Superintendent of Police Eon Moore said yesterday that investigations are ongoing into what exactly transpired when Finance Minister Dr Ashni Singh crashed his vehicle into another on Republic night.
Moore told Stabroek News that a file was still being compiled of all the evidence collected, including statements from all three parties involved in the crash – the minister and the driver and passenger of the other vehicle, Jageshwar Hira and Parbattie Shivcharan respectively.
Moore said the police were conducting their own investigation into the matter including whether or not Singh was under the influence at the time of the accident and if he broke any laws by fleeing the scene. He told Stabroek News, “We are conducting our own investigation the file should be ready next week. I cannot speak for any other agencies.”

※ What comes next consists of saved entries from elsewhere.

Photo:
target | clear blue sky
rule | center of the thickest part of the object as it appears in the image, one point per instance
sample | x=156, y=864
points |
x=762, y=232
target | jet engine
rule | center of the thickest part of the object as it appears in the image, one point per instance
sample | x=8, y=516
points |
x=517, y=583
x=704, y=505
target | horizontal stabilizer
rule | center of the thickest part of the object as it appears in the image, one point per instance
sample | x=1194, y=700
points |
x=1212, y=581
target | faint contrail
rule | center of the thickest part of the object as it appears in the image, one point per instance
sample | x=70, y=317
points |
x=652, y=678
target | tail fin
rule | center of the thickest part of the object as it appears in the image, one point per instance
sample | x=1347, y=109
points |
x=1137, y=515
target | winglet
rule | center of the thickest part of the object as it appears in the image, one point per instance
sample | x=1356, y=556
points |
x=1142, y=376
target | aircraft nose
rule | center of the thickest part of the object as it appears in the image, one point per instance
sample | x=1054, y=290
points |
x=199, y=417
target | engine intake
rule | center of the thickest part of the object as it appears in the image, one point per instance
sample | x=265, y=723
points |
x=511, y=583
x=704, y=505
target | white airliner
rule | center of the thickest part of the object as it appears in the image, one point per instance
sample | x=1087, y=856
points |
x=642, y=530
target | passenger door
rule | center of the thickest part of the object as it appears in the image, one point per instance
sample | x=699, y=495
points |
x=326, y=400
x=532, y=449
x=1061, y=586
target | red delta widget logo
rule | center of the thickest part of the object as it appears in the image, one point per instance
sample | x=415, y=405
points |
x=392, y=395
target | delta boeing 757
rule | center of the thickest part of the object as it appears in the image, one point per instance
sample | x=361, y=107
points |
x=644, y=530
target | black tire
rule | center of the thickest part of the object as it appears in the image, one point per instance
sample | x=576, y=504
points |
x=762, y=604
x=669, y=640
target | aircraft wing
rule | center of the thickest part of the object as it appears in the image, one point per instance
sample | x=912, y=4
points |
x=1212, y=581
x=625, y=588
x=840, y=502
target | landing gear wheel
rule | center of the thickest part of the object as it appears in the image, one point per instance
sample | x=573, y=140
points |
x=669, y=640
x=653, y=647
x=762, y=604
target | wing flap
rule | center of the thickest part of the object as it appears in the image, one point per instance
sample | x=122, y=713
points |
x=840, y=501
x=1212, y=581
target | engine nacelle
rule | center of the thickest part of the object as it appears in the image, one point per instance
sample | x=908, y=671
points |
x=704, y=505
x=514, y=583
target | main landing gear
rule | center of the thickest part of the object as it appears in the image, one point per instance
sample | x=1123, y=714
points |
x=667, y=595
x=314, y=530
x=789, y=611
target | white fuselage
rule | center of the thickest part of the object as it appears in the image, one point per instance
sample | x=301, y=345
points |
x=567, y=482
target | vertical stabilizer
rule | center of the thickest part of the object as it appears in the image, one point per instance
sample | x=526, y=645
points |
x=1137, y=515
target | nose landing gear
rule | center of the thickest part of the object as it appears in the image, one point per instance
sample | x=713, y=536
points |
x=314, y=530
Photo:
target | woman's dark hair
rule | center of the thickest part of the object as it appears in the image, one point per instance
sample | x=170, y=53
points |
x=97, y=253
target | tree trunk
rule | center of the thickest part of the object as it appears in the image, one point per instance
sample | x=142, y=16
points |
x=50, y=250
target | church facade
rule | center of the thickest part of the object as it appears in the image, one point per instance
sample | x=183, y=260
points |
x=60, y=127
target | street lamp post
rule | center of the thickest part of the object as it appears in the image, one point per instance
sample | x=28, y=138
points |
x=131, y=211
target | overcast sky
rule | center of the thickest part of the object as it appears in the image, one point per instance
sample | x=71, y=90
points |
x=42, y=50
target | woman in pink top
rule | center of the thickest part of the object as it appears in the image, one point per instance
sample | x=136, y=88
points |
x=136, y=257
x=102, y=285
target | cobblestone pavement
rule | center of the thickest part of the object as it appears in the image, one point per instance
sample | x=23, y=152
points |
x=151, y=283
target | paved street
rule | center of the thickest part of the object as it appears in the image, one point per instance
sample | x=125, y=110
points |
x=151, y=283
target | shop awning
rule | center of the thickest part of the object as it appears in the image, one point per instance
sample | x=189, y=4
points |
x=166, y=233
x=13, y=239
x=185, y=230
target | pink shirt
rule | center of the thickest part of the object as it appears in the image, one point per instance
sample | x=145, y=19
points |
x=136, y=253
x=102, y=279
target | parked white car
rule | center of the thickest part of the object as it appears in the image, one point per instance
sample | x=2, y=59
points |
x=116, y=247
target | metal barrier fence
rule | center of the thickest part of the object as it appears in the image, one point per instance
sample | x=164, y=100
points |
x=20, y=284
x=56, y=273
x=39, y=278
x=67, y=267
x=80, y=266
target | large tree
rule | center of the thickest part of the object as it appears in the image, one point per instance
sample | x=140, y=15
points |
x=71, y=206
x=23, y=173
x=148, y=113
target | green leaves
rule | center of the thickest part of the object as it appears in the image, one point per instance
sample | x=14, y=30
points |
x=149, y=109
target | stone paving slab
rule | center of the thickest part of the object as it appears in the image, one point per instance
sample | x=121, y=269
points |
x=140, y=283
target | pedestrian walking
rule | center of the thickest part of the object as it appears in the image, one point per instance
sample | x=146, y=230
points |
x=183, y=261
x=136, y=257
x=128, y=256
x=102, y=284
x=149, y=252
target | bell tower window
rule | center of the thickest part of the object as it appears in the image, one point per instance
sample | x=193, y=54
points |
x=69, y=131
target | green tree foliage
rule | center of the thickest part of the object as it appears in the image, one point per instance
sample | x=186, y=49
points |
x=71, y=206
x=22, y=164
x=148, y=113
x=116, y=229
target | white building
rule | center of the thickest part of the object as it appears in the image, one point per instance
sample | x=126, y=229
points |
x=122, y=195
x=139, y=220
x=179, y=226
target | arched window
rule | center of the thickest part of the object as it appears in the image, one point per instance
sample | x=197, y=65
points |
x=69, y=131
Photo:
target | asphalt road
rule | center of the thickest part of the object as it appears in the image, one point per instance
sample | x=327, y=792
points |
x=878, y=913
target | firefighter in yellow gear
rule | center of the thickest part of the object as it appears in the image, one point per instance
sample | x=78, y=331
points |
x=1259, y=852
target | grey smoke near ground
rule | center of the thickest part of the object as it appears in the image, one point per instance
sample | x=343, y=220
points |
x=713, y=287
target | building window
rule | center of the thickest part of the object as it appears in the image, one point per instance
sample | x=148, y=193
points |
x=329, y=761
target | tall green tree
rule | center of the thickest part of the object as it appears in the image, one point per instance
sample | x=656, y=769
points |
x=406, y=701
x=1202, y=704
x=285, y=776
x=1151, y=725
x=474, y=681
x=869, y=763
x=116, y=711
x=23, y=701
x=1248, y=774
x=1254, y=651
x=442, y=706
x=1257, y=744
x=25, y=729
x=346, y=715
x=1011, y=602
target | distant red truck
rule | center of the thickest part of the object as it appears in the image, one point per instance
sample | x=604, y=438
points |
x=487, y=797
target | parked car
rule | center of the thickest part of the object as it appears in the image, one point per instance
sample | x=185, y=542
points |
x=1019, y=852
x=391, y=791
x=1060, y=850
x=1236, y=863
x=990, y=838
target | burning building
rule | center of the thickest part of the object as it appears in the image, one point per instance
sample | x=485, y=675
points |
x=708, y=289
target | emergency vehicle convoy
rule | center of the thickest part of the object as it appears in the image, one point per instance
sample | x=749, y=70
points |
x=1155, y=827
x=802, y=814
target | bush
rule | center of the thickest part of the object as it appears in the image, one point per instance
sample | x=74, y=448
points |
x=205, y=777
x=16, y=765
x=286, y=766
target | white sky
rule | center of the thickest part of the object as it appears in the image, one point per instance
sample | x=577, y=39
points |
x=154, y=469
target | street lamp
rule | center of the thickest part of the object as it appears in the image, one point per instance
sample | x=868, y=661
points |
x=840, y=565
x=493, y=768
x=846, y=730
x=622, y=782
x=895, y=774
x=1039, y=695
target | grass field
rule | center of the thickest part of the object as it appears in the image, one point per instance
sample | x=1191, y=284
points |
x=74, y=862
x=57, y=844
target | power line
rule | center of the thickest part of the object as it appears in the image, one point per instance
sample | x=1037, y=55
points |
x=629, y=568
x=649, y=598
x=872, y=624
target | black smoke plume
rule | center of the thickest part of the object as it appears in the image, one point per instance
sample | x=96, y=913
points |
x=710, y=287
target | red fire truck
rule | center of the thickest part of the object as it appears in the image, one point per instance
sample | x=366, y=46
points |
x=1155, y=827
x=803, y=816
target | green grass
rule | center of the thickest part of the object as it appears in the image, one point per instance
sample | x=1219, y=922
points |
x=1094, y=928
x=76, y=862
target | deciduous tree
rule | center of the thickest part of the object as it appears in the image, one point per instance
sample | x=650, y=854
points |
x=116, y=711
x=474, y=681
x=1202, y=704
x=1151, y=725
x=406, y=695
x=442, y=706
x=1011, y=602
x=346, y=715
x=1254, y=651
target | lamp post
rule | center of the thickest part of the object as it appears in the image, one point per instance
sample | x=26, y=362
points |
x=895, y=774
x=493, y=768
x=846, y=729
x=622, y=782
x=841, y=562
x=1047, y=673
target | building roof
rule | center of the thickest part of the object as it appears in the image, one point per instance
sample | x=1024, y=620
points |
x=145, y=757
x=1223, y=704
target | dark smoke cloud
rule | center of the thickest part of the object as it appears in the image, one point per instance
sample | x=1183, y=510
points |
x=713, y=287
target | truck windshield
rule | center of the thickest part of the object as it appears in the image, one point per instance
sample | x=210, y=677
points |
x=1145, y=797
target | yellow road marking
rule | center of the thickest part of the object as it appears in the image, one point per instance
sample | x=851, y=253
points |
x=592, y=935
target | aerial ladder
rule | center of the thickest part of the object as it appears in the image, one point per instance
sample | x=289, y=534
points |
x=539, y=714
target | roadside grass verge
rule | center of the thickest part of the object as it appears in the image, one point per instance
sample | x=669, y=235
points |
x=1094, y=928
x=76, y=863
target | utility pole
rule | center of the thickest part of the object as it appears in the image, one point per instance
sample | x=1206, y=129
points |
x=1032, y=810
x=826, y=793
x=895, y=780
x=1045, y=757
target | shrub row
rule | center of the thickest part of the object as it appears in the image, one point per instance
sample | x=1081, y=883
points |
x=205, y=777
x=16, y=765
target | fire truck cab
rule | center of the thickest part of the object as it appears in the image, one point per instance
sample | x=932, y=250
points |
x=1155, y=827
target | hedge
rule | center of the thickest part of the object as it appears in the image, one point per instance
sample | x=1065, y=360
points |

He continued that because the protocol was different where high ranking government officials were concerned, the Director of Public Prosecutions (DPP) would also need to make a recommendation if charges were to be filed.
He said that thus far Singh, through his lawyer, had made it known that he left the scene to seek medical attention. Moore said it was within his rights to do so.
He reiterated Traffic Chief Hugh Denhert’s previous position that persons are given up to 24 hours to report an accident at the police station of their choosing. Meanwhile Denhert told Stabroek News that since the police were still investigating the matter he has not seen any reports as yet.
Attempts to contact the DPP were unsuccessful.
Previously Crime Chief Seelall Persaud had outlined that the DPP was contacted for advice in all situations which involve high ranking government officials. Persaud denied that the tradition of consulting the DPP was to ultimately avoid police responsibility in applying charges.
Attorney General Anil Nandlall, who is Singh’s lawyer, told Stabroek News that the matter was being handled in the manner that it should. In a statement released last week Nandlall said that Singh did report the accident within the 24-hour period, but could not specify when exactly this occurred. He said Singh did not fail to submit himself to a breathalyser, since when police finally arrived on the scene Singh was seeking medical attention.
Nandlall said allegations that the finance minister was intoxicated at the time of the accident were false.
Nandlall had met the other two parties involved in the incident to work out a settlement agreement. He noted that his goal was to ensure a settlement that would be conducive to a court ordered settlement and as a result the $3 million each being sought by the Hira and Shivcharan would need to be discussed further.
On Republic night, Singh was involved in an accident on Delph Avenue and Garnett Street where he left the scene prior to police arriving. Hira and his passenger had stated that Singh appeared to be under the influence of alcohol and he was picked up minutes after the crash by an Agriculture Ministry vehicle.
Meanwhile, the opposition is calling on the investigation to consider whether Singh could be charged with failing to render assistance.
The opposition has stated that Nandlall’s legal representation of the finance minister may not be ethically sound and APNU has noted that the entire incident has been handled poorly.